Je voudrais surtout, Monsieur le Maire, revenir sur la question de la gestion de la dette qui a nourri de nombreuses interventions.
Tout d'abord pour dire que je me félicite de l'initiative du Premier adjoint de demander un audit sur ce sujet. Et je m'empresse de dire que j'en attends les résultats avec une grande sérénité.
Mais ce qui doit retenir notre attention c'est l'insistance avec laquelle l'opposition revient sur le sujet avec - vous l'aurez remarqué - une novation notoire dans son discours. Ce qu'on met en cause aujourd'hui ce n'est plus seulement le montant des emprunts, c'est la nature même de ceux-ci.
Ce sont les emprunts " in fine ", ceux dont on rembourse le capital en une seule fois en fin de contrat qui sont au centre du débat.
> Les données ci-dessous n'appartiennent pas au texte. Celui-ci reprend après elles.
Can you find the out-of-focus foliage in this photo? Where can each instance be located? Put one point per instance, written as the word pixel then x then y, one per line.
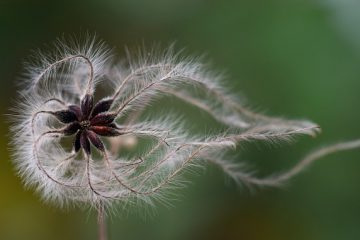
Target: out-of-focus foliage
pixel 294 58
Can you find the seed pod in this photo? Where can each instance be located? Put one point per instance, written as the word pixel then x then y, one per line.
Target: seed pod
pixel 95 140
pixel 87 104
pixel 101 106
pixel 103 119
pixel 71 128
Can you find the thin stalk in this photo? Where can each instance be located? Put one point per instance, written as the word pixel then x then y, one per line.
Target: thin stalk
pixel 101 223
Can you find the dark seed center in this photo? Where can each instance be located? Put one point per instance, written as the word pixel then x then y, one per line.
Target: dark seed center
pixel 85 124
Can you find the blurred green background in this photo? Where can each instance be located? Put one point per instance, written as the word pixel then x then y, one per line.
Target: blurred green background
pixel 293 58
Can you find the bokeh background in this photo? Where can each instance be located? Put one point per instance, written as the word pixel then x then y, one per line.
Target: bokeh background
pixel 293 58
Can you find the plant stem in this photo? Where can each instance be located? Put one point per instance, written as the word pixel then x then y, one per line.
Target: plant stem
pixel 101 223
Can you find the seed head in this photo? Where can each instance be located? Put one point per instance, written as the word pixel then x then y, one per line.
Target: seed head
pixel 64 133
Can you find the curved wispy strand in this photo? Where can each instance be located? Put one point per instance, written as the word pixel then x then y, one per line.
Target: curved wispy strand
pixel 64 131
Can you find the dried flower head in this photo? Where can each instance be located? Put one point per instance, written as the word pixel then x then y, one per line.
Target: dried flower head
pixel 67 139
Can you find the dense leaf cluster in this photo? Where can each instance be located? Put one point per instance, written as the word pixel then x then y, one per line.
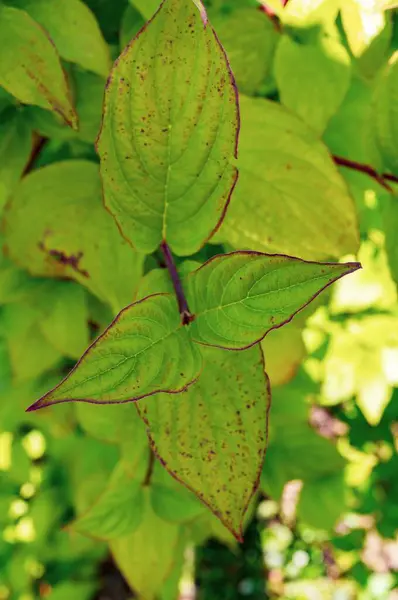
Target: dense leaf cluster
pixel 153 210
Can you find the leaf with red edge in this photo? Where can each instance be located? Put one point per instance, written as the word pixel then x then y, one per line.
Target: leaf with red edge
pixel 213 437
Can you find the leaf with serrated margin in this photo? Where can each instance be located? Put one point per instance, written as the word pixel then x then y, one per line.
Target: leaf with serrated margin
pixel 117 512
pixel 30 68
pixel 56 226
pixel 213 439
pixel 238 298
pixel 290 195
pixel 169 132
pixel 144 351
pixel 73 29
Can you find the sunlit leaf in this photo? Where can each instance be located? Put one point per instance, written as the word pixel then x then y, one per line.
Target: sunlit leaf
pixel 290 196
pixel 237 298
pixel 166 149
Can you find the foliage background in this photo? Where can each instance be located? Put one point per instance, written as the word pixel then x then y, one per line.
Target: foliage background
pixel 325 525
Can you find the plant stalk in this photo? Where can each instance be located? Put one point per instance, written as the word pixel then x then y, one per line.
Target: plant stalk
pixel 186 315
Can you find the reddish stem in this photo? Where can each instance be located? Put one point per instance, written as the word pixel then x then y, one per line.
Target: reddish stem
pixel 186 315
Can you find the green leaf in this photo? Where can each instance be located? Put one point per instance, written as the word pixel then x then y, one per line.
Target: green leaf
pixel 323 68
pixel 132 22
pixel 290 196
pixel 362 22
pixel 30 68
pixel 15 147
pixel 250 40
pixel 169 133
pixel 146 350
pixel 283 350
pixel 73 29
pixel 238 298
pixel 390 221
pixel 30 352
pixel 56 226
pixel 88 90
pixel 146 557
pixel 170 500
pixel 322 501
pixel 119 510
pixel 220 457
pixel 113 424
pixel 385 115
pixel 146 7
pixel 64 318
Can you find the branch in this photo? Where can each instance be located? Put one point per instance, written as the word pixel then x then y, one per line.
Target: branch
pixel 368 170
pixel 38 145
pixel 149 471
pixel 187 316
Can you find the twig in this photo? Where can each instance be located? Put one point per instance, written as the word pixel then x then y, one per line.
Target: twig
pixel 186 315
pixel 149 471
pixel 367 169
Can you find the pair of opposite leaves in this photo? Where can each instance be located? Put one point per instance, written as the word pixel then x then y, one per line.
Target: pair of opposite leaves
pixel 167 149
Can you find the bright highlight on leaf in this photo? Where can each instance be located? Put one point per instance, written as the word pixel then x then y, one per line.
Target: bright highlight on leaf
pixel 145 350
pixel 237 298
pixel 169 133
pixel 213 437
pixel 30 68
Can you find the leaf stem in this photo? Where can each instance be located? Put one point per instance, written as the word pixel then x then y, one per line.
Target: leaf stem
pixel 149 471
pixel 382 179
pixel 186 315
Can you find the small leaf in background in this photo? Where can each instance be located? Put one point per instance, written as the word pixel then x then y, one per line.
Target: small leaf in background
pixel 167 150
pixel 146 350
pixel 88 91
pixel 290 196
pixel 131 24
pixel 15 148
pixel 64 318
pixel 237 298
pixel 213 437
pixel 284 351
pixel 385 117
pixel 250 40
pixel 390 221
pixel 146 7
pixel 57 226
pixel 323 68
pixel 74 30
pixel 117 512
pixel 30 68
pixel 362 22
pixel 31 354
pixel 323 501
pixel 146 556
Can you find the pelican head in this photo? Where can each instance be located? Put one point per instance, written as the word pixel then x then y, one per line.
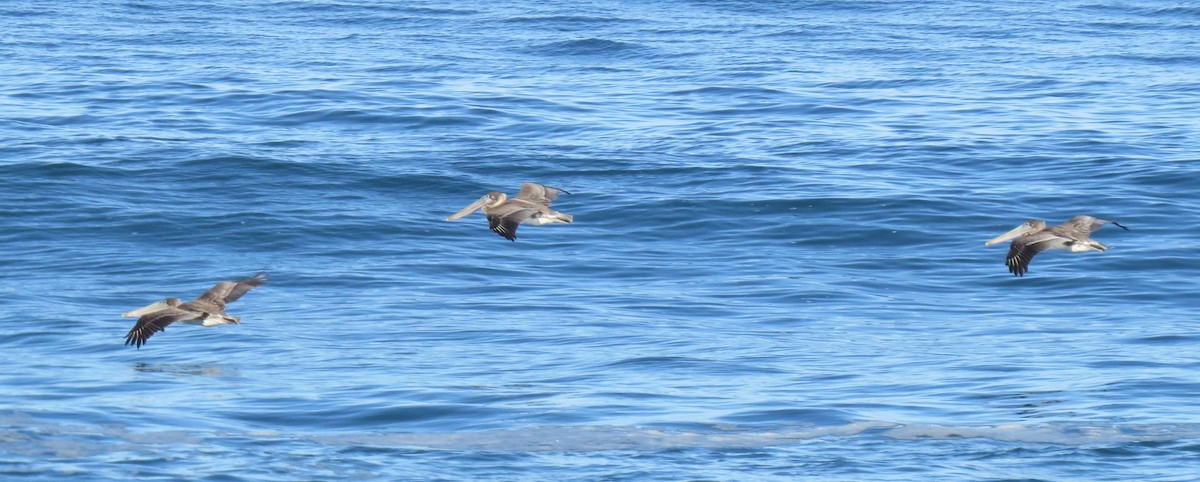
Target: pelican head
pixel 171 302
pixel 491 199
pixel 1031 226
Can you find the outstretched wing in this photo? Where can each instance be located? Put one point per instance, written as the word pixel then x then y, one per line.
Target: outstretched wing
pixel 1023 249
pixel 155 323
pixel 538 193
pixel 505 221
pixel 229 291
pixel 1086 224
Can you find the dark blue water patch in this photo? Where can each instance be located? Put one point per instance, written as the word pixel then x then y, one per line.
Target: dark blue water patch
pixel 598 48
pixel 1165 339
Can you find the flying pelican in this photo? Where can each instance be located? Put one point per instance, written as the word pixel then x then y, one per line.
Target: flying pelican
pixel 205 311
pixel 1035 236
pixel 531 206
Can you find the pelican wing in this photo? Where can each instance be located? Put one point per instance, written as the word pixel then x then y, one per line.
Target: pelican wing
pixel 538 193
pixel 505 220
pixel 1086 224
pixel 1023 249
pixel 229 291
pixel 155 323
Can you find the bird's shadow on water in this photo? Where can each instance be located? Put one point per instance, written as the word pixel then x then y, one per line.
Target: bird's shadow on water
pixel 189 369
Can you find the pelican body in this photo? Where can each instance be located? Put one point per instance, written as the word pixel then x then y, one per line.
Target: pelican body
pixel 208 309
pixel 1033 236
pixel 529 206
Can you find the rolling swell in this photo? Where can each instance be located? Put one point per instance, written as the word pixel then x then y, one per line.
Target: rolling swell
pixel 775 270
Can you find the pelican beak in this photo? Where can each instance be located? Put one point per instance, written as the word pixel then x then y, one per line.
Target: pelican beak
pixel 147 309
pixel 474 206
pixel 1015 233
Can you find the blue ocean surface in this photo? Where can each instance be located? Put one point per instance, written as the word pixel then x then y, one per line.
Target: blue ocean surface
pixel 777 269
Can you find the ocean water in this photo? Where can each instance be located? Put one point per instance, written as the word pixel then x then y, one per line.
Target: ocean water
pixel 775 271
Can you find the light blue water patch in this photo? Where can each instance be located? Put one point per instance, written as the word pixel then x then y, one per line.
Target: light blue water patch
pixel 775 271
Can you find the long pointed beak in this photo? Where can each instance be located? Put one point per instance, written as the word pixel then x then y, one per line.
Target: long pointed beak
pixel 1015 233
pixel 474 206
pixel 147 309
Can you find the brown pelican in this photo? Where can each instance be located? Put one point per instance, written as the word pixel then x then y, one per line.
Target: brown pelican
pixel 205 311
pixel 1035 236
pixel 531 206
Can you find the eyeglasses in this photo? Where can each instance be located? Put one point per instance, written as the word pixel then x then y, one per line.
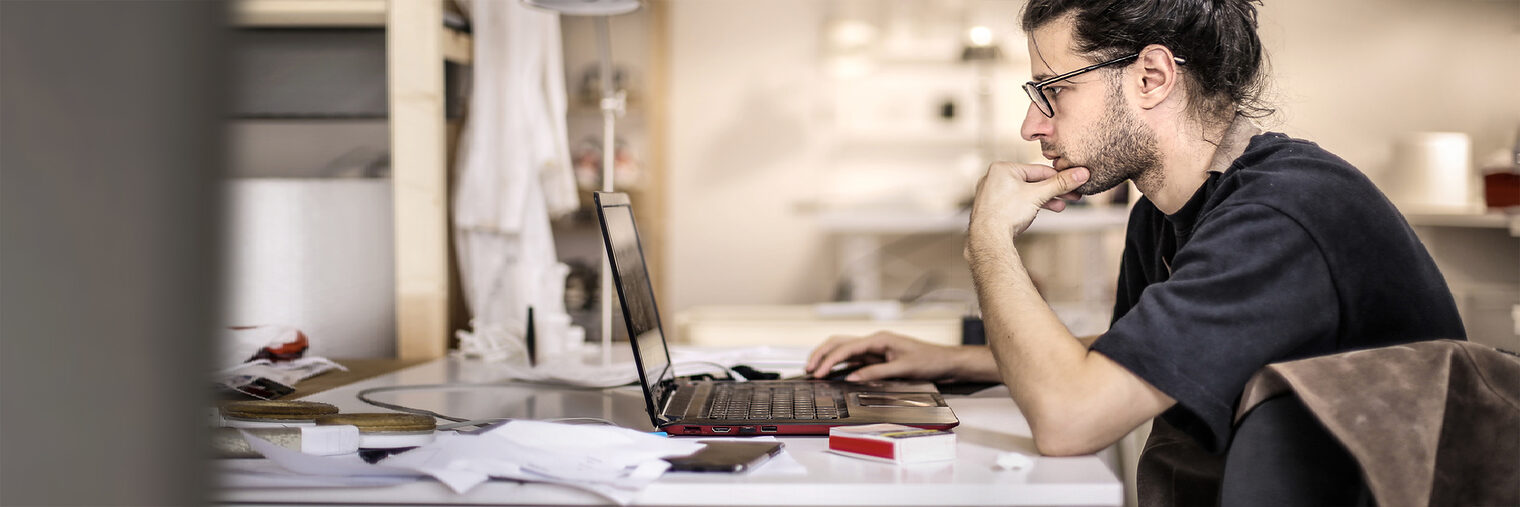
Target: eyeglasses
pixel 1037 93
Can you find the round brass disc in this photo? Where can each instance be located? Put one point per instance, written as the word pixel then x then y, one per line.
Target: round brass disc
pixel 380 422
pixel 300 410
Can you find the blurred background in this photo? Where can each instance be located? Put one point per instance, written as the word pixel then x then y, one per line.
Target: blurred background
pixel 177 167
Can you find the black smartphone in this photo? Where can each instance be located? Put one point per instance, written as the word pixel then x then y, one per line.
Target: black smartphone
pixel 725 456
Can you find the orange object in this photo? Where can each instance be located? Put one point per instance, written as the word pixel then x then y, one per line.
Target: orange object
pixel 1502 188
Soyons clair, Monsieur le Maire, derrière ce débat d'apparence technique se cache un véritable procès politique. L'idée que l'opposition tente d'accréditer est que vous reportez sur les mandats suivants les charges de la dette. En clair, que vous tirez des traites sur l'avenir. Soyons lucides, tel est bien le procès qu'on instruit.
C'est évidemment absurde.
C'est absurde car le recours aux emprunts " in fine " ne date pas d'aujourd'hui. Et si demain vos successeurs ont à honorer une part de la dette de votre mandat, n'assumez-vous pas celle de votre prédécesseur comme il avait, lui-même, assumé celle des anciens Préfets ?
Ce qui fait les pics de remboursement ce sont les pics d'ouvertures d'autorisations de programme ouverts les années précédentes.
Qu'on en assume les conséquences financières avec des emprunts amortissables classiques ou des emprunts " in fine " ne change strictement rien au problème.
J'ai ce matin invité M. MALBERG à m'expliquer où il voyait une différence - intellectuelle ou financière - entre un système et l'autre.
Il ne m'a pas répondu. Je vais, moi, répondre à la question.
J'ai supposé - pour mon calcul - que tout notre encours était amortissable en 15 ans et j'ai comparé ce que serait alors notre charge de remboursement avec ce qu'elle est aujourd'hui compte tenu de la structure réelle de notre dette.
Le résultat est édifiant.
En 1998, notre charge sera de 1.060 millions de francs ; le quinzième de notre encours se serait élevé à 1.053 millions de francs.
En 1999, les chiffres respectifs sont 1.144 et 1.136.
En 2000, les chiffres respectifs sont 1.248 et 1.213.
En 2001, les chiffres respectifs sont 1.218 et 1.263.
On voit d'une part que les différences sont faibles ; d'autre part qu'elles jouent tantôt dans un sens, tantôt dans un autre.
Au total sur quatre exercices l'écart est de 25 millions de francs, soit en moyenne 6 millions de francs par an pour un encours de 14,5 milliards de francs ; il faut pousser la division jusqu'à la quatrième décimale pour dégager un pourcentage de 0,0004.
Je dis à nos opposants que c'est nous prêter beaucoup de machiavélisme que de croire que nous sommes capables de tels calculs pour un résultat aussi dérisoire. C'est nous faire beaucoup d'honneur ... ou beaucoup d'indignité.
(Applaudissements sur les bancs des groupes " Rassemblement pour Paris " et " Paris-Libertés ").
M. LE MAIRE DE PARIS. - Merci, Monsieur CABANA.
M. Henri MALBERG. - Sur l'avenir, vous pensiez que cela pouvait jouer.
M. Camille CABANA, adjoint, rapporteur. - Ne nous répondez pas par de la littérature !
M. LE MAIRE DE PARIS. - Mes chers collègues, le débat est terminé. Je remercie donc les différents orateurs des groupes ainsi que les adjoints qui sont intervenus.